Ein UHD Monitor (28-32 Zoll) mit OLED und evtl. mehr als 60 Herz wären doch ein toller Nachfolger


----------



## Ryle (7. April 2015)

Die Reaktionszeit ist sehr gering bis nicht vorhanden. Problem ist noch immer die sehr geringe Ausbeute, die Lebenserwartung und die verschiedene Abnutzung der LEDs. Wenn selbst der Marktführer Samsung von der OLED Technik abspringt kann das nichts gutes heißen. Jetzt kommt auch noch der Sprung auf UHD, was das Problem noch vergrößert. Ich glaube OLED wird mit Ausnahme von Kamera und Smartphone Displays so schnell keinen Einzug finden, zumindest nicht in der bisherigen Form.


----------



## JoM79 (7. April 2015)

Bis OLED in den Monitormarkt Einzug findet, werden noch Jahre vergehen.
Wenn es überhaupt dazu kommt.


----------



## yingtao (7. April 2015)

Es gibt von Sony OLED Monitore mit 1080p in verschiedenen Größen und einen mit 4k in 30". Mit 1080p in 25" kostet der Sony BVM-E250A rund 21.500€ und der mit 4k in 30" kostet der Sony BVM-X300 rund 30.000€. Der 25" hat neben den ganzen in der Filmindustrie genutzten Anschlüssen auch einen HDMI Port, der 30" hat nur SDI. Man müsste sich also noch einen Konverter kaufen um da z.B. einen PC anzuschließen. Einsatzort ist aktuell um Filmaufnahmen direkt am Set zu begutachten oder halt beim Schnitt. Der Monitor wird auf Bestellung gefertigt und hat entsprechend lange Lieferzeiten.

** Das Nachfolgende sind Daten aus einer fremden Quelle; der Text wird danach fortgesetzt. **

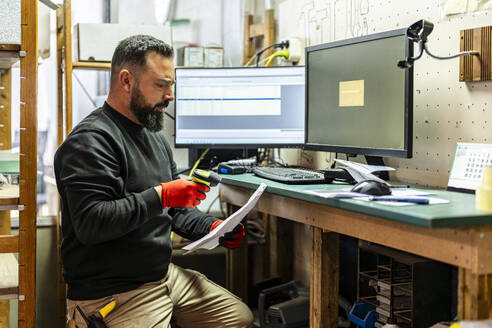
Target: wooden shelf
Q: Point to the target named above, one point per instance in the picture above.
(92, 65)
(9, 55)
(8, 293)
(9, 195)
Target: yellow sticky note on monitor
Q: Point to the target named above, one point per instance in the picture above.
(351, 93)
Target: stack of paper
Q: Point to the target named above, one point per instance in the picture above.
(211, 240)
(362, 172)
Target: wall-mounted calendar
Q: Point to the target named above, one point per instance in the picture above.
(469, 161)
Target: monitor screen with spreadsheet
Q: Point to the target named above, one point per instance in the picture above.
(240, 107)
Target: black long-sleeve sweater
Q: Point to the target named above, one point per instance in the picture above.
(115, 234)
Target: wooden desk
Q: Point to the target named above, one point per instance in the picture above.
(454, 233)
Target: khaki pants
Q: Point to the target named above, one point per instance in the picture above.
(187, 295)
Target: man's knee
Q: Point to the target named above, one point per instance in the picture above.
(245, 317)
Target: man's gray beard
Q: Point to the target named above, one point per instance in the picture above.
(146, 115)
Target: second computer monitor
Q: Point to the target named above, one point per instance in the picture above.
(357, 100)
(240, 107)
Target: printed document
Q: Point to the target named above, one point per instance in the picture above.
(211, 240)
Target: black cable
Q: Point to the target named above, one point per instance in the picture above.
(169, 115)
(334, 162)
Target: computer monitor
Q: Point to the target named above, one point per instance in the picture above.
(358, 101)
(239, 107)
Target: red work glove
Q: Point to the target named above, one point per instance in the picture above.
(230, 239)
(182, 193)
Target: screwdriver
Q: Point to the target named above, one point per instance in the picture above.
(206, 178)
(96, 321)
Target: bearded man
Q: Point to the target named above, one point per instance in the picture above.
(121, 198)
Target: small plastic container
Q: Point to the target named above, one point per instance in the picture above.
(363, 315)
(483, 193)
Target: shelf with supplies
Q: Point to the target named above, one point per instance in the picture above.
(18, 279)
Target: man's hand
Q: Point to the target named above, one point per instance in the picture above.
(230, 239)
(182, 193)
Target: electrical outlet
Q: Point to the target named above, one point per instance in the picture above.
(476, 68)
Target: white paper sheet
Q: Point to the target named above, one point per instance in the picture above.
(211, 240)
(361, 172)
(346, 193)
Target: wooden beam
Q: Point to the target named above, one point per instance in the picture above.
(28, 164)
(6, 143)
(92, 65)
(68, 64)
(280, 245)
(474, 295)
(60, 40)
(237, 269)
(256, 30)
(269, 31)
(6, 109)
(324, 279)
(247, 42)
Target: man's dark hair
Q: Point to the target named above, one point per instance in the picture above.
(133, 51)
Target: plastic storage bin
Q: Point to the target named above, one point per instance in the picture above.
(363, 315)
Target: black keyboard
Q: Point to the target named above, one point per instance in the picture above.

Sonst gibt es nur die OLED Fernseher. OLED ist eigentlich eine tolle Technik aber wie schon gesagt wurde gibt es zum einen das Problem mit der geringen Ausbeute bei großen Displays und das Problem mit der Abnutzung. Beim Samsung Galaxy S2 hat man das sehr gut beobachten können wo das Bild mehr und mehr in Richtung grünlich gewechselt ist.


----------



## JoM79 (7. April 2015)

Naja das sind aber halt keine Mainstream tauglichen Monitore.
Selbst für 500€ wäre ein 1080p noch überteuert.


----------



## Superwip (7. April 2015)

Das es OLED TVs gibt aber keine OLED Bildschirme ist erstaunlich denn prinzipiell ist eines der Schlüsselprobleme der OLED Technik das der Preis im Gegensatz zu LCDs etwa proportional zur Bildfläche ist womit speziell große Bildschirme (und erst recht große TVs) sehr teuer sind.

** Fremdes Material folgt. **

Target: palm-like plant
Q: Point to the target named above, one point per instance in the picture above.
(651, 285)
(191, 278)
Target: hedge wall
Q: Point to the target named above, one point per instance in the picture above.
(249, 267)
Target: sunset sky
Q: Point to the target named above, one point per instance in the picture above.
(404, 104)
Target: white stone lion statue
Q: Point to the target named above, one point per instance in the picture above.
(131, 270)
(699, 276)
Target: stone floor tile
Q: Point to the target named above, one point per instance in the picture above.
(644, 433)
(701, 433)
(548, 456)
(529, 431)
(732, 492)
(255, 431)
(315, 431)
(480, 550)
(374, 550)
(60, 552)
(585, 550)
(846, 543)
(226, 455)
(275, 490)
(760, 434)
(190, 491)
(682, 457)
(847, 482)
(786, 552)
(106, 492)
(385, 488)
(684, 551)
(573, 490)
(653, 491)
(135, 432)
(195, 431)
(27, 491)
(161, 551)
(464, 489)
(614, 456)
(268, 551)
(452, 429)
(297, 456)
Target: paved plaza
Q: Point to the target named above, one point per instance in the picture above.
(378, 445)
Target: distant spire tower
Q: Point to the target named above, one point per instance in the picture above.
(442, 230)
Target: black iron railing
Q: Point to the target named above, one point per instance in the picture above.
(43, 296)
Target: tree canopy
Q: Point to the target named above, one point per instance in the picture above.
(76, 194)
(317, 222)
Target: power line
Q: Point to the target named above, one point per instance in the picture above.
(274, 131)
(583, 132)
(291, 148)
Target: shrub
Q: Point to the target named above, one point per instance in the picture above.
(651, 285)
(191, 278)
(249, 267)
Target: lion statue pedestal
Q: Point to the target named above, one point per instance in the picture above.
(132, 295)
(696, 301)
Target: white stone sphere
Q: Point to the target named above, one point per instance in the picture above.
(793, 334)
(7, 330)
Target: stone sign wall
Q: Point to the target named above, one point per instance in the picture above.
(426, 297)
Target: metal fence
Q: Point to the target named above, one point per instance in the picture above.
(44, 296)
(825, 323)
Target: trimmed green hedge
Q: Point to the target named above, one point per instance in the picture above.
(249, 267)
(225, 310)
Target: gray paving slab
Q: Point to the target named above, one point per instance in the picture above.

Wenn ein großer Hersteller wie etwa Samsung oder LG ernsthaft versuchen würde Consumer OLED PC-Monitore zu bauen könnten diese bereits heute deutlich unter 1000€ kosten vermutlich sogar mit 4k/UHD. Aber das ist leider nicht der Fall.

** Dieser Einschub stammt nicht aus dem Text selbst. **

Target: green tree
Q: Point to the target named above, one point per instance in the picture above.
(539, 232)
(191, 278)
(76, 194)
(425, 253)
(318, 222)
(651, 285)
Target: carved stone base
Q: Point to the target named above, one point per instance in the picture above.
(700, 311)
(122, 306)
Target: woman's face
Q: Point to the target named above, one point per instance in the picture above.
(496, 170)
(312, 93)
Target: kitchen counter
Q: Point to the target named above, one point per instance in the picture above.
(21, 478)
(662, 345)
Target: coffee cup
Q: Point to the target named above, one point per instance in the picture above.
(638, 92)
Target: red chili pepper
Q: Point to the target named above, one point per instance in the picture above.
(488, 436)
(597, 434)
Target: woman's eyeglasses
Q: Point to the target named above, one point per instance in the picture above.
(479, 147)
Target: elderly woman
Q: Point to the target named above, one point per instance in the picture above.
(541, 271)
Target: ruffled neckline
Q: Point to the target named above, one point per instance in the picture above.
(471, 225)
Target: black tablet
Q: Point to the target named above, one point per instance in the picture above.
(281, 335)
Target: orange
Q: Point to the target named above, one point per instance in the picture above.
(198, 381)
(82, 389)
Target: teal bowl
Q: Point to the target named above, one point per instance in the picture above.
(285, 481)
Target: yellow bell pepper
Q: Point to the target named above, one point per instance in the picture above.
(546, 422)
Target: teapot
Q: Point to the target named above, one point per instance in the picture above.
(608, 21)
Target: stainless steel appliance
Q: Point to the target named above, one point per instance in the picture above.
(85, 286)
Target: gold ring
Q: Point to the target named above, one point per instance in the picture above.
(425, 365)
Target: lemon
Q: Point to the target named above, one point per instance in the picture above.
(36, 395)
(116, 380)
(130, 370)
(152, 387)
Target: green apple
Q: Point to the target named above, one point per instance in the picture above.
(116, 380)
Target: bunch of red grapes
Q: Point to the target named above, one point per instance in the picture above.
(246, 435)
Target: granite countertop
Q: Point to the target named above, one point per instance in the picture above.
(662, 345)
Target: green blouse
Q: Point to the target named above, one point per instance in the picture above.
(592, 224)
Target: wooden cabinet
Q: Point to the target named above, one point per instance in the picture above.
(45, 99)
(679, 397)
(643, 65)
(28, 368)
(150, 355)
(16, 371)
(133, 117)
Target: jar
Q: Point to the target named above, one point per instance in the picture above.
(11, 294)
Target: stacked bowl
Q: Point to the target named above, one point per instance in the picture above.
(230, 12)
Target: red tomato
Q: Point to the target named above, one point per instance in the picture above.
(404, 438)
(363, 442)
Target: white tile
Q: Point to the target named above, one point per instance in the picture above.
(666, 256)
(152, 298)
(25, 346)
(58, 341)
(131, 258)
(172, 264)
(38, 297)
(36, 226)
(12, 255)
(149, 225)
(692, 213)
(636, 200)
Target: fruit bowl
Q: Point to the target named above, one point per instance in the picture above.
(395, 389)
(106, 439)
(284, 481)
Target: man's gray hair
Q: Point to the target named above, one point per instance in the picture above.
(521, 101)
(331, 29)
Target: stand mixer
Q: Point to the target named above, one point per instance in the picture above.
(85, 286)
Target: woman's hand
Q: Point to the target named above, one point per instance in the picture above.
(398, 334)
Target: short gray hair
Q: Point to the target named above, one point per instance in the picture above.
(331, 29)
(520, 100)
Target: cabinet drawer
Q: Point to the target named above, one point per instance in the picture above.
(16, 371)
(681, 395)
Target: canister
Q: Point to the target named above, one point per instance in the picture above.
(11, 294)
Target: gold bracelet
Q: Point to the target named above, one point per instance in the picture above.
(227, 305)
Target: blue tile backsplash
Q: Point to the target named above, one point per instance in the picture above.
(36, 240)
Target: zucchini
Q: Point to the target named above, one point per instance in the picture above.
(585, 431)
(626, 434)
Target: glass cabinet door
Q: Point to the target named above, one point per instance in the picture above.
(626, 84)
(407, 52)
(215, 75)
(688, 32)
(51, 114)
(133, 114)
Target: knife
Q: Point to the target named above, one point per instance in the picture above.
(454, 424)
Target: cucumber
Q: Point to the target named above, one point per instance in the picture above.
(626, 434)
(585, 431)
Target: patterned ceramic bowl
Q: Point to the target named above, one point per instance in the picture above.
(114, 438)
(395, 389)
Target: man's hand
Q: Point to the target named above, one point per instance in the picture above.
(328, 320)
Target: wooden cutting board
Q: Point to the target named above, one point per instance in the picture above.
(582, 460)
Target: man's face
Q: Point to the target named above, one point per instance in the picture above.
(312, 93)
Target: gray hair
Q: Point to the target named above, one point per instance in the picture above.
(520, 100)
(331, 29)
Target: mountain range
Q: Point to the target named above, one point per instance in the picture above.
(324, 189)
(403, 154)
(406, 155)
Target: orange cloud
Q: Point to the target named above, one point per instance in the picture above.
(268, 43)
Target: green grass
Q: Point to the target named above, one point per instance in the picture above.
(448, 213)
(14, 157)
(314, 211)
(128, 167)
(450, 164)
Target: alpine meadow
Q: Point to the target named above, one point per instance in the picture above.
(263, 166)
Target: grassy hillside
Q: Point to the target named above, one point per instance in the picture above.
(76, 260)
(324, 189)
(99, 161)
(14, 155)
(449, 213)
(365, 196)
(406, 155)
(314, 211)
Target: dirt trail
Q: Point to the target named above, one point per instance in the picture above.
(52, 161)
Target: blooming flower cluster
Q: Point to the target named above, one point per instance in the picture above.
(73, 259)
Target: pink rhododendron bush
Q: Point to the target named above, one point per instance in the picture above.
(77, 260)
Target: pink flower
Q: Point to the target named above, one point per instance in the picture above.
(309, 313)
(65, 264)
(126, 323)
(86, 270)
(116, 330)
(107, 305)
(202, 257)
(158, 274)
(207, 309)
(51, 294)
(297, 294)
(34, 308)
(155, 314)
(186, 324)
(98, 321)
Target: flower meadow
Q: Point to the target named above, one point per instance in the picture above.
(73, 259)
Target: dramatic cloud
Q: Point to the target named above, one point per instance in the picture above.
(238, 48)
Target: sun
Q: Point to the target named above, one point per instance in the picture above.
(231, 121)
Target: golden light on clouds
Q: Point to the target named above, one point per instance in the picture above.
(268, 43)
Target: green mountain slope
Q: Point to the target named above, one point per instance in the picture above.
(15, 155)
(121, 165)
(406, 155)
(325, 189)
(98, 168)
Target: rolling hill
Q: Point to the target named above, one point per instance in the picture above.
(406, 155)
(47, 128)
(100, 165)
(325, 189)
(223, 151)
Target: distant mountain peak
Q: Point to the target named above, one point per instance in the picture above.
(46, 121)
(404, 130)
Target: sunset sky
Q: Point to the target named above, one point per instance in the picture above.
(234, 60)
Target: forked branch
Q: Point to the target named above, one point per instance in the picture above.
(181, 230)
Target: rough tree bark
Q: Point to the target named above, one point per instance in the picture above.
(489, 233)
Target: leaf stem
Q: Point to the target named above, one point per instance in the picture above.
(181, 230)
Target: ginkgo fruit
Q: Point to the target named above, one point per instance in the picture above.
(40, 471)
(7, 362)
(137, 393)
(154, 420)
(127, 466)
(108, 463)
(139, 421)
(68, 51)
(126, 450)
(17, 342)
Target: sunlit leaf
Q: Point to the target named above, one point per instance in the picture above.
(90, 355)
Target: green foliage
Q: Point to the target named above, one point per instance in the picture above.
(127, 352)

Das liegt wohl unter anderem schlicht daran das der Marktfür High-End TVs wesentlich größer ist als der Markt für High-End PC Monitore weshalb der Fortschritt dort schneller geht wofür es etliche Beispiele gibt.


----------



## Robbers (20. April 2015)

Ich habe vor kurzem 2 mal ein OLED TV gesehen, es wurde in 2 verschiedenen Fachgeschäfte für 2999 Euro angeboten, es hat alles was das Herz begehrt  
Top Features:
OLED (WRGB)
Curved Design
Magic Remote 2014 (Silber)
Triple Tuner DVB -T/-C/-S**
DVR Ready-USB Recording ( Für DVB-T/-C/-S)
Cinema 3D 
Inkl. 2 x Polarisations 3D Brillen (AG-F310) und 2 x Polarisations 3D Brillen Clip (AG-F420)
2D zu 3D & 3D zu 2D Konvertierung
3D Tiefen Kontrolle
3D Filme über den LG Store abrufbar
Smart TV 
Web OS (Betriebssystem)
Premium Apps im LG Store abrufbar
Große anzahl von Apps im LG Store abrufbar
Webbrowser mit HTML 5 Unterstützung
Smart Share Plus
2nd TV (Nur DVB-T/-C/-S FTA Programme)
EEK A 
4 x HDMI
3 x USB 2.0
Wlan integriert
Digitaler Audioausgang (Optisch)
1 x Kopfhörerausgang

Es ist zwar von LG (bin kein Fan) aber sehr sehr günstig relativ gesehen.


----------



## Atent123 (20. April 2015)

Was hast du gegen LG ?
Ich mag eigentlich Dell/LG Monitore.


----------



## Robbers (21. April 2015)

Das wird sich anhören als ob ich ein Fanboy bin, aber ich hatte schon ein TV von LG, hab jetzt ein von Samsung, und es ist kein vergleich, von Samsung ist die support besser, es gibt sehr viele updates. Auch bin smartphone ist es die gleiche, mein Fraus Optimus 2X war der absolute reinfall. 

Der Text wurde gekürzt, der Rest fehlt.